Yesterday, Theori disclosed CVE-2026-31431, dubbed Copy Fail, a Linux kernel vulnerability that allows any unprivileged local user to gain root access on virtually every major Linux distribution shipped since 2017.
In the Linux kernel, the following vulnerability has been resolved: crypto: algif_aead – Revert to operating out-of-place This mostly reverts commit 72548b093ee3 except for the copying of the associated data. There is no benefit in operating in-place in algif_aead since the source and destination come from different mappings. Get rid of all the complexity added for in-place operation and just copy the AD directly.
Uzair Gadit, CEO and Founder of Secure.com, offers perspective and advice:
“The exploit is a fairly simple 732-byte Python script. The implications are far more significant than another critical CVE, because if your kernel was built between 2017 and the patch, you’re in scope, which likely covers essentially every mainstream Linux distribution.
“The risk is highest in any environments where namespace isolation (which containers provide) is assumed to be sufficient to protect tenants from one another. The boundaries that hold are the ones that don’t share a kernel. For example, AWS Lambda and Fargate run on Firecracker microVMs, with separate kernels per tenant and no shared page cache. Cloudflare Workers run on V8 isolates, with no Linux kernel in the threat model at all. gVisor interposes a user-space kernel that does not share the host’s algif_aead.
“That said, development infrastructures, cloud and containerization, CI/CD pipelines and serverless and sandboxing environments are all at risk.
“What matters even more than the vulnerability itself is how it was found. An AI system discovered a nine-year-old logic flaw in just about an hour.
“Affected organizations should immediately patch their kernel. The official fix (commit a664bf3d603d) reverts algif_aead.c to out-of-place AEAD operation, permanently separating the TX scatterlist (which may contain page cache pages) from the RX scatterlist (the user’s output buffer).
The patch should be immediately done through the distribution’s update channel, including
· Ubuntu: kernel security updates
· RHEL: RHSA advisories
· SUSE: SUSE Security Updates
· Amazon Linux: Amazon Linux Security Center
“Any organization that cannot patch immediately should disable the vulnerable module.”

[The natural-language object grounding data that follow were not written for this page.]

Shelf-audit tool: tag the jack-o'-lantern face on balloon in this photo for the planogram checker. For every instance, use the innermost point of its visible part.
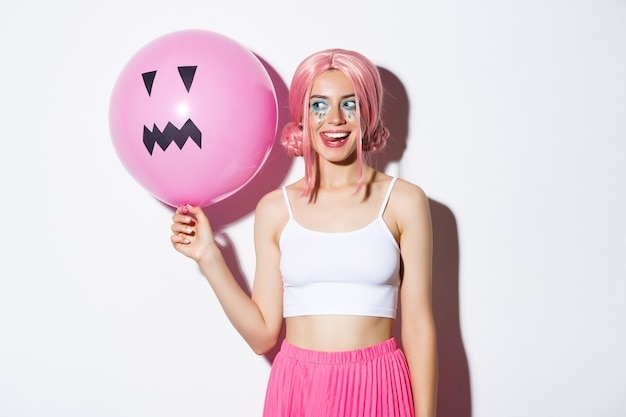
(193, 117)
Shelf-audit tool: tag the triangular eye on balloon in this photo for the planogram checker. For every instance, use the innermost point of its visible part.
(148, 80)
(186, 74)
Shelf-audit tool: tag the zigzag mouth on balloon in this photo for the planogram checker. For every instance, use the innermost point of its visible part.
(171, 134)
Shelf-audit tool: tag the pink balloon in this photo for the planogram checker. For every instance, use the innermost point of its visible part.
(193, 116)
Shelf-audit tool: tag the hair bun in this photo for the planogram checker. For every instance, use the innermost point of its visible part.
(376, 140)
(292, 139)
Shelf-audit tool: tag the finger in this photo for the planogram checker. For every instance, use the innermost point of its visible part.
(178, 228)
(197, 213)
(178, 239)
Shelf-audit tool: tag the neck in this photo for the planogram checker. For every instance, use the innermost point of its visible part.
(336, 176)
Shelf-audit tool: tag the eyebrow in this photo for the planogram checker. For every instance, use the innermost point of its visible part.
(326, 97)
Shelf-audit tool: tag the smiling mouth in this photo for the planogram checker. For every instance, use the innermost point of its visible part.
(334, 138)
(171, 134)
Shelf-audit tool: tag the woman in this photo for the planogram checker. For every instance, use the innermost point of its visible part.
(333, 251)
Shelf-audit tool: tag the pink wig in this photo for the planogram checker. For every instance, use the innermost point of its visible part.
(369, 96)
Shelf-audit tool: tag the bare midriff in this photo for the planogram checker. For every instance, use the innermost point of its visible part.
(336, 333)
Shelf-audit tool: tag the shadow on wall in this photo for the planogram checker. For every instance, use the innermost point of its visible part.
(244, 201)
(454, 391)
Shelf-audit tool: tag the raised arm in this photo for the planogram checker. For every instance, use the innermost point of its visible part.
(258, 318)
(418, 328)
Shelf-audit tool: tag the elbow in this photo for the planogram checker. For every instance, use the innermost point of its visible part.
(261, 347)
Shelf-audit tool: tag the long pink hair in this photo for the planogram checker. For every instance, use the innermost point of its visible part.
(369, 94)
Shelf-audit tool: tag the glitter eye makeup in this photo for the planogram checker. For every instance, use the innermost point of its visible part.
(349, 107)
(319, 108)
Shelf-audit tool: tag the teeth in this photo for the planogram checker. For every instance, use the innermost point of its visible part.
(336, 135)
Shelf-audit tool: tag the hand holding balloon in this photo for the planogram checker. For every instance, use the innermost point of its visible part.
(192, 234)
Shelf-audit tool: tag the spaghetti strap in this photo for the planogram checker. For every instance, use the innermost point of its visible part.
(386, 199)
(287, 202)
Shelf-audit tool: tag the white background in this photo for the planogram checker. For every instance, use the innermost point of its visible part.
(511, 116)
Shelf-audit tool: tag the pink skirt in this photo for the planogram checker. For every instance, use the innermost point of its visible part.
(369, 382)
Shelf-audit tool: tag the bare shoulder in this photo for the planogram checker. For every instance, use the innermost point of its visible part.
(271, 213)
(272, 206)
(408, 203)
(406, 193)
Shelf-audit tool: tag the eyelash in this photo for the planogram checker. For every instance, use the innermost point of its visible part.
(322, 107)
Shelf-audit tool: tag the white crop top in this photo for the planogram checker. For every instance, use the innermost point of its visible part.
(347, 273)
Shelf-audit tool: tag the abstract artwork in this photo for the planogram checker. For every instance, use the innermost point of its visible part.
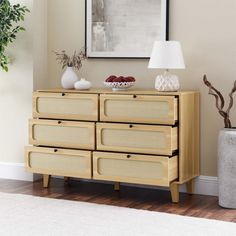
(124, 28)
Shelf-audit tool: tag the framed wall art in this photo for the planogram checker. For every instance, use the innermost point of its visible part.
(125, 28)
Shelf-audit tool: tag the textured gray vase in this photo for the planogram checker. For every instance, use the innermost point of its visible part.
(227, 168)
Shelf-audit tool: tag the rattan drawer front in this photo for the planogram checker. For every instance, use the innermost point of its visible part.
(65, 106)
(139, 109)
(161, 140)
(132, 168)
(68, 134)
(60, 162)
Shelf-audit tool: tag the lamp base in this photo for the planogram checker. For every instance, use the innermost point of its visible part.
(167, 82)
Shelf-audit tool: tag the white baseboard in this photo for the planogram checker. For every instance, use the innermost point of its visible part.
(205, 185)
(15, 171)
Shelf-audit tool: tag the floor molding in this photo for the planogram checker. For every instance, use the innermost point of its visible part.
(205, 185)
(15, 171)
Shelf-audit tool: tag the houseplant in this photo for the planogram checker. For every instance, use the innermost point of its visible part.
(226, 148)
(69, 63)
(10, 15)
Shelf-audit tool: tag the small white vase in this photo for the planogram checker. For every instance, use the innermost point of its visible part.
(82, 84)
(69, 78)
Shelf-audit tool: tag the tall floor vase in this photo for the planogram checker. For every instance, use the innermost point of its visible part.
(227, 168)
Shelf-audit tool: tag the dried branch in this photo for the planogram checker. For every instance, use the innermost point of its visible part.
(231, 101)
(218, 93)
(220, 101)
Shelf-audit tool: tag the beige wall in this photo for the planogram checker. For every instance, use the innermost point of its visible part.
(16, 88)
(207, 32)
(40, 47)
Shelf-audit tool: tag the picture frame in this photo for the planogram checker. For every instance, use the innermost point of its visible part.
(125, 28)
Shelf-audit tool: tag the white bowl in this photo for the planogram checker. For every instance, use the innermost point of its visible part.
(119, 86)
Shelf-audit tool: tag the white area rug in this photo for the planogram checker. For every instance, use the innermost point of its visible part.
(33, 216)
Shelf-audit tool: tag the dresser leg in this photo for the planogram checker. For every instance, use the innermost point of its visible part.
(117, 186)
(190, 186)
(66, 179)
(174, 188)
(46, 180)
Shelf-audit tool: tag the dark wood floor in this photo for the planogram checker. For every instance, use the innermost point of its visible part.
(132, 197)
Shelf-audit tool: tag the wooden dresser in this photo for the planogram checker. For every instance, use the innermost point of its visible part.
(135, 136)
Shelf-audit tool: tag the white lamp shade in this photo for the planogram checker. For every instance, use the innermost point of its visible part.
(167, 55)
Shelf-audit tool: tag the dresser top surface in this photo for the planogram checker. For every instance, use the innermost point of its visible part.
(109, 91)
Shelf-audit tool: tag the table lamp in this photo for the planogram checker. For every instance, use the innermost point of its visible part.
(167, 55)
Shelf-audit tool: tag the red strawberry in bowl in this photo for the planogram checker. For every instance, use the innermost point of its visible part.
(130, 79)
(111, 78)
(119, 79)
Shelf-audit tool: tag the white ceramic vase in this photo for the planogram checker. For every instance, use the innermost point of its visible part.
(227, 168)
(82, 84)
(69, 78)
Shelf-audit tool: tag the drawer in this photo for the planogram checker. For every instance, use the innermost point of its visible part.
(139, 109)
(132, 168)
(62, 162)
(68, 134)
(65, 106)
(148, 139)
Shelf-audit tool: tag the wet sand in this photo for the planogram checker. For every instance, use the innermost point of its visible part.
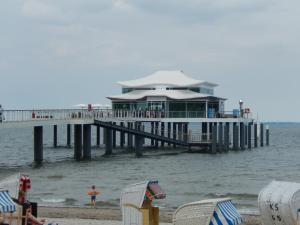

Ryan McCurdy, VP, Liquibase:
What makes Copy Fail different is not just the bug itself, it is the combination of reach and discovery speed. The disclosure suggests a single short Python script can turn a normal local user into root across a wide range of Linux systems shipped since 2017, including environments like CI runners and container hosts that many organizations rely on every day. The other wake-up call is how it was found. If AI-assisted tooling can surface a bug like this in about an hour, the gap between unknown vulnerability and practical exploit is shrinking fast. That means the real challenge is no longer just finding flaws. It is whether enterprises can patch, isolate, and reduce blast radius quickly enough when vulnerability discovery starts moving at machine speed. “
Noelle Murata, Chief Operating Officer, Xcape, Inc.:
“Paste Tense: From Clipboard Tricks to Kernel Root
“Copy Fail is a critical logic flaw in the Linux page cache that lets an unprivileged user gain root access with a simple script. Please patch this across the fleet immediately. While the name originally poked fun at terminal pastejacking, the 2026 reality is a high-severity Local Privilege Escalation (LPE) that breaks fundamental memory isolation by tricking the kernel into mismanaging file-backed pages. This is a silent threat because it requires no complex heap grooming or Return-Oriented Programming (ROP) chains, making it highly reliable for attackers who have already gained a foothold via web shells or compromised containers. Beyond the kernel patch, security leaders should treat this as a catalyst to audit terminal configurations for Bracketed Paste Mode, which serves as a secondary defense against older clipboard-injection-style Copy Fail attacks. Prioritize updates for public-facing Linux servers and developer workstations, as these are the primary targets for the initial access required to trigger this exploit.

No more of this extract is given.